Why: Code is read far more than it is written. LOC, cyclomatic complexity, and "clean architecture" are proxies. Reader load is the thing that matters. The two axes are independent. A flat file with 50 globals can be as hard to reason about as a 6-layer adapter stack. Guard both. This is the human analog of Guard the Context Window: working memory is finite for readers too.
The pattern:
- Collapse layers that do not earn their keep: wrappers with one caller, adapters with no second implementation, indirection introduced for a future that never came. Inline them.
- Shrink state scope: prefer pure functions (returns over mutations), locals over fields, fields over module state, and module state over globals. Derive instead of sync.
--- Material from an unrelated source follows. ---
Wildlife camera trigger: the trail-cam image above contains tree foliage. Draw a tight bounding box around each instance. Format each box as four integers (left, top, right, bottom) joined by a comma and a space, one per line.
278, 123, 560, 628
- Name the invariant at the boundary, not in every consumer, so the reader learns it once.
- Before adding a layer or a piece of state, ask: does this reduce reader load somewhere else by at least as much?
The test: Can a new reader answer "where does X come from?" and "what can change X?" in under 30 seconds? If not, cut layers or cut state.
可维护性指的是读者理解代码所需付出的工作量。需要关注两个维度:
- 追踪层级:问题与答案之间存在多少间接调用。
- 需记忆的状态:读者必须在脑海中记住多少隐藏或可变的上下文。
原因:代码的阅读次数远多于编写次数。LOC、cyclomatic complexity和"整洁架构"都是间接指标,而读者负担才是核心关键。这两个维度是相互独立的。一个包含50个全局变量的扁平文件,可能和一个6层的适配器栈一样难以推理。要同时防范这两种情况。这类似于守护上下文窗口的人类版本:读者的工作记忆也是有限的。
模式:
- 合并无价值的层级:仅被单次调用的包装器、没有第二种实现的适配器、为从未到来的未来而引入的间接调用,这些都应被合并,直接内联。
- 缩小状态作用域:优先选择纯函数(用返回值而非修改),局部变量优先于字段,字段优先于模块状态,模块状态优先于全局变量。优先推导而非同步。
- 在边界处定义不变量,而非在每个消费者中定义,这样读者只需学习一次。
- 在添加层级或状态之前,问自己:这是否能在其他地方减少至少同等程度的读者负担?
测试标准:新读者能否在30秒内回答“X来自哪里?”和“什么能改变X?”?如果不能,就削减层级或状态。